Once she had gone, Simon turned to the Doctor with a smile.

“Sorry for having to come to you,” said the Doctor. “It’s the advanced stage. The one being tried out here, where people can’t see it. It was acting so unusually, and I couldn’t tell why. I thought it might have something to do with the part of the company who programmed it?”

“And you want to know who that is,” said Simon. “So you can go there, and so you can stop them. Before we roll out our Cybermen as standard publically and across the country, and they start to be adopted throughout the world.”

“I don’t know what you’re trying to say,” said the Doctor. “You know I’ve always been very loyal to this company”–

“And how do I know that? A little piece of paper, waved in front of my face? Don’t take me for a fool, Jean. We know there are those who’d object to what we’re doing, and we know when we’re being taken for a ride.”

“And why do you think that is?” said the Doctor, dropping the facade. “Why on earth would anyone object to turning human beings into checkout machines, just to make a little extra for the company’s bottom line?”

“We give people a choice,” said Simon with a smile, “there’s always an opportunity to say no. People like you, they think that they know what’s best for them. But we think it’s best to let our customers decide. And if sometimes we suggest they behave in a certain way, well,” he grinned, “it’s not so different from anything else we do.”

He waved his hand to indicate the shop before them, with aisles on aisles of food and things.

“Choice, and profit. They’re what built this place,” he said. “This shop, this city, all of it. It’s what led us to the world we have today.”

“And now it’s leading to the Cybermen,” said the Doctor.

“And why not change the human brain?” said Simon. “We innovate everywhere else, don’t we? Our minds are bulbs of fat designed for running from lions; it’s not surprising they’re afraid of the modern age. Depression, anxiety. Anger. But we can make all those things go away. Make a new kind of person, that’s fit for the 21st century. Your problem is that you think people would never want to become the Cybermen. But in our experience we often don’t have to persuade much at all.”

“Your company turns people into meat,” said the Doctor. “It kills them, and processes their bodies. That’s not what advancement is.”

“And that’s another choice!” said Simon, laughing. “What do people tell us, when we ask them what they want from life? That they want to help others, to make a difference. And now they can!” He smiled. “Meat nourishes people,” he said, “it gives them pleasure”–

“You’re a monster,” said the Doctor.

“I’m the future. And you’re certainly not strong enough to stand in progress’s way.”

“Don’t do that,” said the Doctor. “I’ve had enough of it today, of men not knowing who I am.”

“Oh, I know exactly who you are. You’re the Doctor. You’re an arrogant woman who likes telling people what to do, who never even realises how much trouble she’s really in. But I’ll give you some credit, Jean” — his hand moved to his breast pocket of his suit — “you do have the most lovely toys.”

From out of his tailored suit he pulled the Doctor’s sonic screwdriver.

“What are you doing with that?!” said the Doctor. “There’s no way you can have that!”

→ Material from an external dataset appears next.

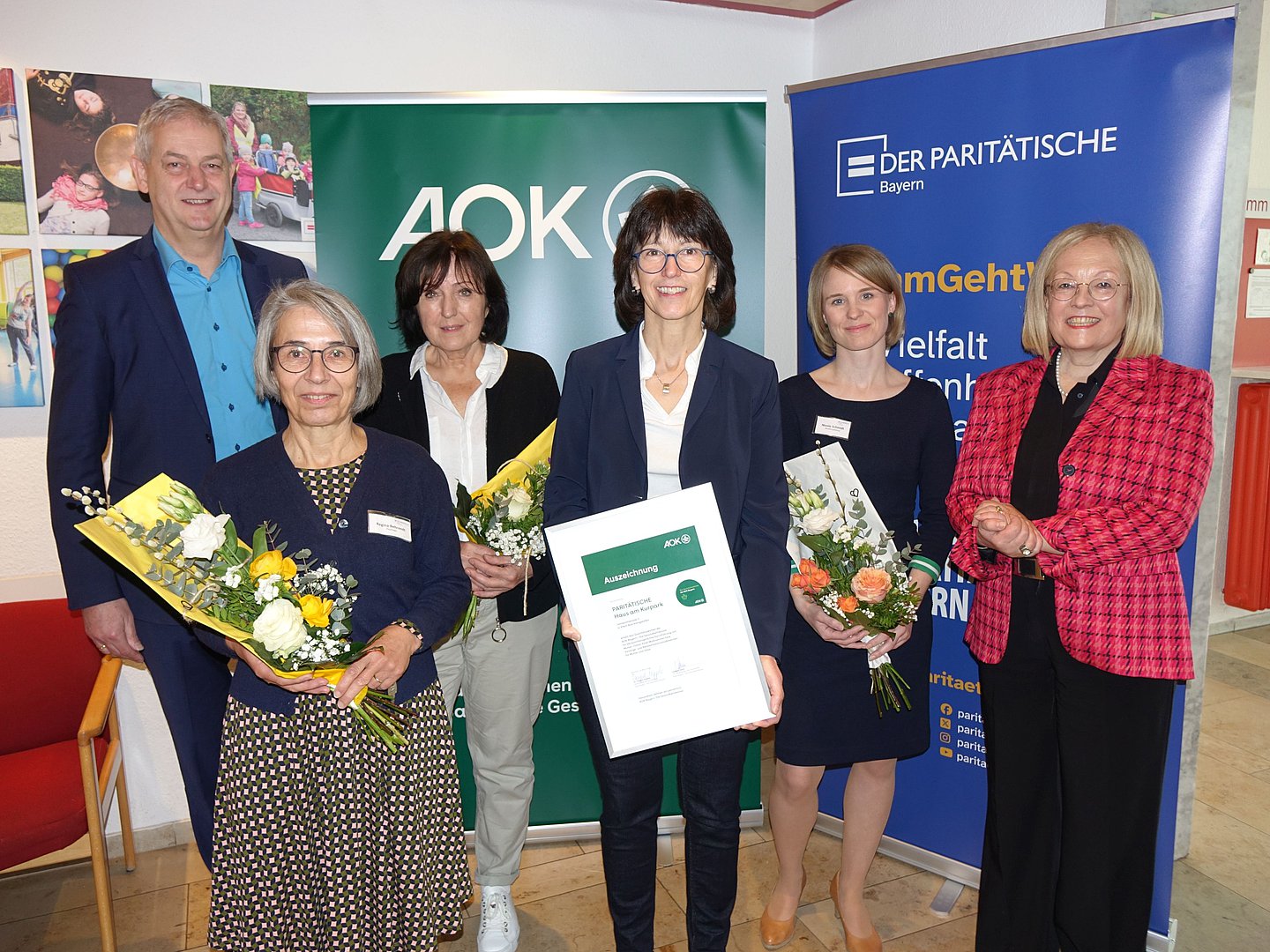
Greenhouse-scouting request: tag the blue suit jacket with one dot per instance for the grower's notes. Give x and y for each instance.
(732, 438)
(124, 372)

“Wibbly-wobbly; timey-wimey,” said Simon. “You used to say such funny things.” The device in his hands let out an awful screech as sonic waves began to fill the air.

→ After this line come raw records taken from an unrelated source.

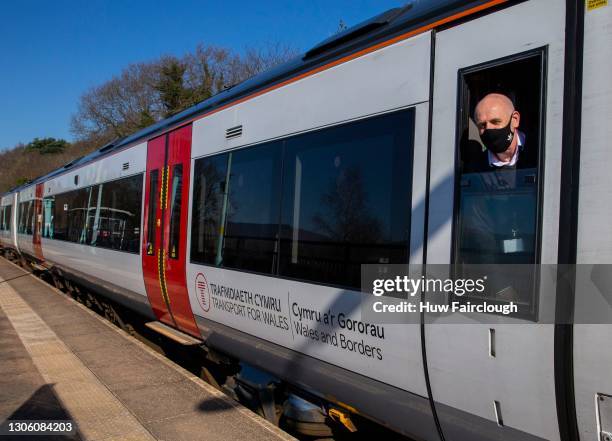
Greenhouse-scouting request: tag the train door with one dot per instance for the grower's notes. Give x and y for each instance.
(494, 377)
(165, 229)
(37, 221)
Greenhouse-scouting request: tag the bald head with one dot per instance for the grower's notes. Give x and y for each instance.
(495, 111)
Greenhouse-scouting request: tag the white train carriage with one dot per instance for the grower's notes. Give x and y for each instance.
(245, 220)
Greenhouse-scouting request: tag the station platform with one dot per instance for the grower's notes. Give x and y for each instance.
(60, 361)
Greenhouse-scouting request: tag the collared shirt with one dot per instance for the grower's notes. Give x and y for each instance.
(494, 161)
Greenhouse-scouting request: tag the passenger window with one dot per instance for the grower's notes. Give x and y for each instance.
(251, 233)
(347, 199)
(152, 213)
(48, 209)
(313, 207)
(118, 224)
(209, 198)
(501, 115)
(90, 219)
(175, 211)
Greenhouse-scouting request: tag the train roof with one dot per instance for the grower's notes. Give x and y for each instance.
(397, 21)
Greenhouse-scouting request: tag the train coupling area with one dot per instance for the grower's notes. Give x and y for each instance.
(66, 373)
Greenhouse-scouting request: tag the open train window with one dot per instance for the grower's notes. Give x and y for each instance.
(500, 158)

“We need to take the Cyberman here back,” he said. “I expect you’ve done quite a number on it. But it’d be a shame to stop our project here now. Seeing as you’re so down on choice, perhaps we won’t need to give your friend much of one”–

“No!” said the Doctor, “please, you can’t; she’s done nothing wrong”–

“Opinions,” said Simon. “You do seem to have a lot of them! But maybe the world isn’t listening to them anymore. Maybe they’d rather take advantage,” he smiled, “of something only we can provide.”

He chuckled very softly to himself.

The sonic howl continued to fill the air.